Flatten each 32×32 image into a 1024-vector, hit one linear layer that outputs 10 logits — one per class:

class SoftmaxRegressionScratch(d2l.Classifier):
    def __init__(self, num_inputs, num_outputs, lr, sigma=0.01):
        super().__init__()
        self.save_hyperparameters()
        self.W = tf.random.normal((num_inputs, num_outputs), 0, sigma)
        self.b = tf.zeros(num_outputs)
        self.W = tf.Variable(self.W)
        self.b = tf.Variable(self.b)

The forward pass = flatten → linear → softmax:

def forward(self, X):
    X = d2l.reshape(X, (-1, self.W.shape[0]))
    return softmax(d2l.matmul(X, self.W) + self.b)

Cross-entropy loss

For label y (an integer class), the loss on one example is just

\ell = -\log \hat{y}_{y}

— the negative log of the predicted probability of the correct class.
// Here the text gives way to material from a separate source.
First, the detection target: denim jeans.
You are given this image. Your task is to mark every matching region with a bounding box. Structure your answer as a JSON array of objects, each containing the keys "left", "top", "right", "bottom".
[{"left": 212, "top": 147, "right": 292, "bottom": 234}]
Here are two examples with 3 classes:

y_hat = tf.constant([[0.1, 0.3, 0.6], [0.3, 0.2, 0.5]])
y = tf.constant([0, 2])
tf.boolean_mask(y_hat, tf.one_hot(y, depth=y_hat.shape[-1]))
<tf.Tensor: shape=(2,), dtype=float32, numpy=array([0.1, 0.5], dtype=float32)>

Implementing it

One line — fancy indexing pulls out y_hat[i, y[i]] for each example, then negative log:

def cross_entropy(y_hat, y):
    p = tf.boolean_mask(y_hat, tf.one_hot(y, depth=y_hat.shape[-1]))
    # Tiny clip to keep log finite when softmax outputs underflow to 0.
    return -tf.reduce_mean(tf.math.log(tf.maximum(p, 1e-12)))

cross_entropy(y_hat, y)
<tf.Tensor: shape=(), dtype=float32, numpy=1.497866153717041>
def loss(self, y_hat, y):
    return cross_entropy(y_hat, y)

Train

10 epochs on Fashion-MNIST. The base Classifier already handles the validation loop and accuracy reporting:

data = d2l.FashionMNIST(batch_size=256)
model = SoftmaxRegressionScratch(num_inputs=784, num_outputs=10, lr=0.1)
trainer = d2l.Trainer(max_epochs=10)
trainer.fit(model, data)

Predicting

Pull a fresh validation batch and look at predicted vs. true classes:

X, y = next(iter(data.val_dataloader()))
preds = d2l.argmax(model(X), axis=1)
preds.shape
TensorShape([256])

Tile the misclassified images, captioned with predicted / true:

wrong = d2l.astype(preds, y.dtype) != y
X, y, preds = X[wrong], y[wrong], preds[wrong]
labels = [a+'\n'+b for a, b in zip(
    data.text_labels(y), data.text_labels(preds))]
data.visualize([X, y], labels=labels)

Linear models cap out around ~83% on Fashion-MNIST — easy classes right, ambiguous shirt-vs-pullover wrong.

Recap

  • Softmax = exp + row-sum normalization → probabilities.
  • Cross-entropy = -\log p_\text{correct}, the standard classification loss.
  • A 10-output linear layer + softmax + CE loss is the baseline classifier — anything fancier (MLPs, CNNs) just replaces the forward pass.